第18話

 馬子は、慧慈の為に住居も使用人も全て用意していた。表向きには慧慈は国賓であるが、実際のところは、蘇我氏の私寺の住職として馬子が莫大な金を使って招いた僧であった。

 飛鳥寺は私寺としてこの国で初めて建立される寺院である。仏教を押し進めている馬子は、大臣として他の豪族に先だって寺院を造る必要があった。大陸の進んだ国々では、立派な寺院があることが文明国家の証とまで言われている。馬子は、百済から招いた寺工、瓦博士などの一流の技術者を呼び寄せ、人々が今までに見たことのないような立派な寺院を造ろうとした。荘厳な寺院に優れた住職。仏教を普及させ国を発展させていくためにも、また蘇我氏の威厳を誇示するためにも、高僧として名高い慧慈は大切な客人であったのだ。

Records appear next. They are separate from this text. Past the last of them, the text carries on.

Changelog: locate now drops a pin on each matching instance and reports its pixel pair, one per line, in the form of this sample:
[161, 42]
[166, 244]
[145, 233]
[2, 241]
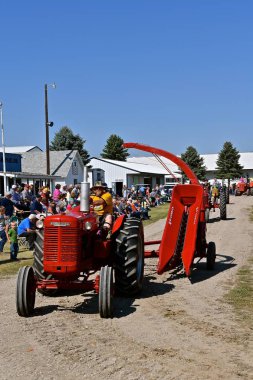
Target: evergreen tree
[228, 166]
[66, 140]
[113, 149]
[195, 162]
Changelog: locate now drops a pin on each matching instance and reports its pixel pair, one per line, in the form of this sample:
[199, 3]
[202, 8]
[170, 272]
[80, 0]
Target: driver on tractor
[214, 195]
[102, 204]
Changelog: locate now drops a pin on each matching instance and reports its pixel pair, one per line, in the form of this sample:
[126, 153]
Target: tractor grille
[61, 244]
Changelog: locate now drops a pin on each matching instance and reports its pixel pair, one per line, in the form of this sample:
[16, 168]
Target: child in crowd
[13, 239]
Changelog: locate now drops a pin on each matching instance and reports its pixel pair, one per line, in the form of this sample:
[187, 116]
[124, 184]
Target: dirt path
[175, 330]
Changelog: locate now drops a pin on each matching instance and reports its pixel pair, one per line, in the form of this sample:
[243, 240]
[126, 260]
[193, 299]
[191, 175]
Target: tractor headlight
[40, 224]
[87, 226]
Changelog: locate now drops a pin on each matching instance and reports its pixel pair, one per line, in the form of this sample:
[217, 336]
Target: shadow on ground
[200, 273]
[123, 306]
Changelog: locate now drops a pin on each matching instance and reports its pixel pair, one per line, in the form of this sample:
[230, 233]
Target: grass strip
[241, 295]
[8, 267]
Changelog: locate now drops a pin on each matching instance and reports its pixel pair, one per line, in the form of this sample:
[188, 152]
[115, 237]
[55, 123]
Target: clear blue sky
[167, 73]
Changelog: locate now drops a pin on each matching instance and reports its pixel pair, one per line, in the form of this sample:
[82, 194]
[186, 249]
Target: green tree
[195, 162]
[228, 166]
[113, 149]
[66, 140]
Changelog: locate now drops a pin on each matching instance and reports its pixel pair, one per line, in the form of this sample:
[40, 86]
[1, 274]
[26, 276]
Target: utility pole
[3, 145]
[47, 125]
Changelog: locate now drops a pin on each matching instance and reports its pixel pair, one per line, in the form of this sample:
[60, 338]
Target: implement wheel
[106, 292]
[210, 255]
[129, 258]
[25, 291]
[223, 205]
[38, 263]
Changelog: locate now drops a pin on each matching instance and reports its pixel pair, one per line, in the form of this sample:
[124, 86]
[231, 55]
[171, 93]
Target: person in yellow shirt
[214, 195]
[102, 204]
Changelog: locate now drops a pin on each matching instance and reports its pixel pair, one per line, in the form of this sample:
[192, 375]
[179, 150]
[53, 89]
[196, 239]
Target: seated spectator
[16, 197]
[62, 203]
[8, 204]
[52, 208]
[122, 206]
[13, 240]
[27, 228]
[36, 206]
[153, 198]
[56, 193]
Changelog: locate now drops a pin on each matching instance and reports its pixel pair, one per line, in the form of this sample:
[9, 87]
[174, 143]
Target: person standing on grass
[13, 240]
[3, 235]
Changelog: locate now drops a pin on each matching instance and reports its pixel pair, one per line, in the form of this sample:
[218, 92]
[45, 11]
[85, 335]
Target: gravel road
[176, 329]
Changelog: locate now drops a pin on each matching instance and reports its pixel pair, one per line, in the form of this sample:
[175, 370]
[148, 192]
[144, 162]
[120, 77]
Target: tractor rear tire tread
[129, 258]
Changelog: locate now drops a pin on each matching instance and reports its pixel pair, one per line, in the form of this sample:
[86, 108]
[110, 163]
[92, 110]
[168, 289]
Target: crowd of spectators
[20, 206]
[137, 201]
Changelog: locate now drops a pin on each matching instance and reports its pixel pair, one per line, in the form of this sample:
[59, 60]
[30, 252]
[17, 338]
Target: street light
[4, 162]
[48, 124]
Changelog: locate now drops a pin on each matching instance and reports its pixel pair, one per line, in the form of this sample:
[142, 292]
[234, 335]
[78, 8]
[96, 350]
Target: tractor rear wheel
[106, 292]
[38, 263]
[223, 205]
[129, 258]
[210, 255]
[25, 291]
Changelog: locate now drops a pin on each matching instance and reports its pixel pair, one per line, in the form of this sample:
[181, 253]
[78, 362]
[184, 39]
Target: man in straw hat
[102, 204]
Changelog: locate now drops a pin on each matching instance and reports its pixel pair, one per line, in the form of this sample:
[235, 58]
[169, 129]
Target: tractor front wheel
[25, 291]
[210, 255]
[129, 258]
[106, 292]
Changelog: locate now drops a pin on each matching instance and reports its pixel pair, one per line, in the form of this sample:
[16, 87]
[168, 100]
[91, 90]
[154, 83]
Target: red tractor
[69, 250]
[216, 201]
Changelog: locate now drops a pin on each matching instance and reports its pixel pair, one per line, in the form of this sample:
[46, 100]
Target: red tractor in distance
[243, 187]
[71, 254]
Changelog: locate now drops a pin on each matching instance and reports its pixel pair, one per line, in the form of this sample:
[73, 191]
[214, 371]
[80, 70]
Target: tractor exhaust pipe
[85, 192]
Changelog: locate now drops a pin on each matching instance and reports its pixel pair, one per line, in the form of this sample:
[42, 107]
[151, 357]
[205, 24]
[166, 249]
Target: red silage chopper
[69, 248]
[184, 235]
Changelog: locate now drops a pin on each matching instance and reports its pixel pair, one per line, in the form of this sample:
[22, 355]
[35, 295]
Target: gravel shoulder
[176, 329]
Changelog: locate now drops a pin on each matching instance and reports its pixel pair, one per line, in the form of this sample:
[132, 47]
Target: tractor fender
[118, 223]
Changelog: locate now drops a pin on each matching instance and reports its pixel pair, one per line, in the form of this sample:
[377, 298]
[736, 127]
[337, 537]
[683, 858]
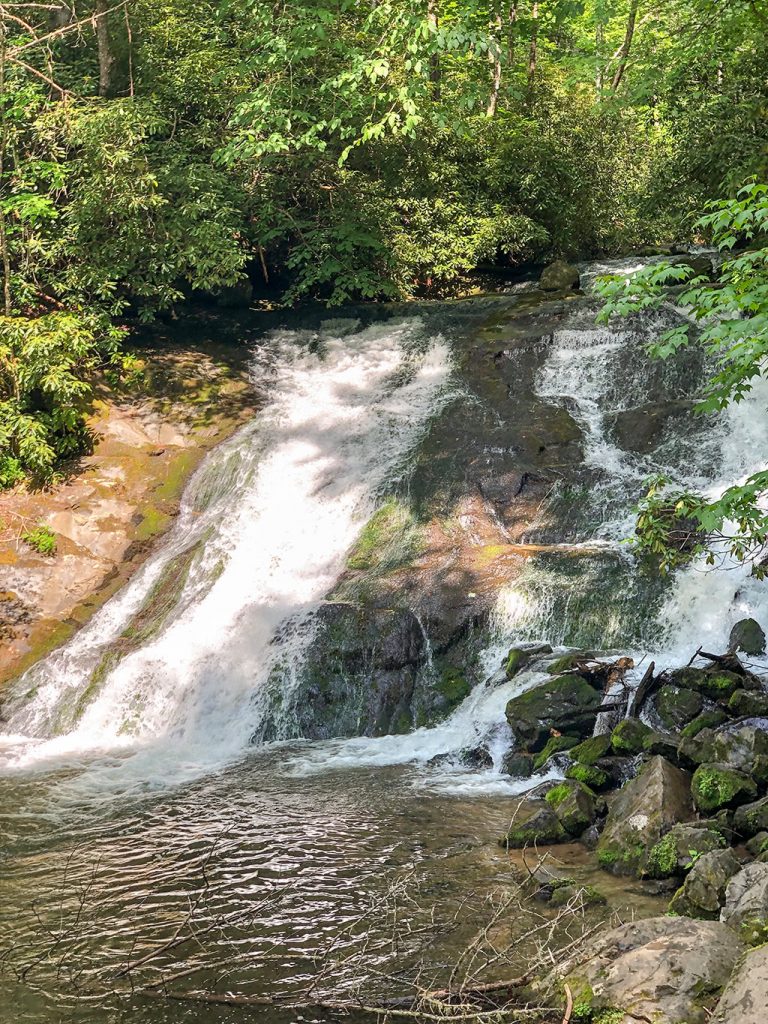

 馬子は、飛鳥寺が落成するまでなら、との条件で慧慈を厩戸皇子の教師とすることを約束した。今、馬子は飛鳥寺の建立や政のことで忙しい。無理を言って招いた高僧慧慈を放ったらかしにして置くわけにもいかず、かといって、馬子の家臣では満足に慧慈の相手は務まらない。渡りに船だったのが正直なところである。同時に、厩戸皇子の関心を政治から遠ざけることもできる。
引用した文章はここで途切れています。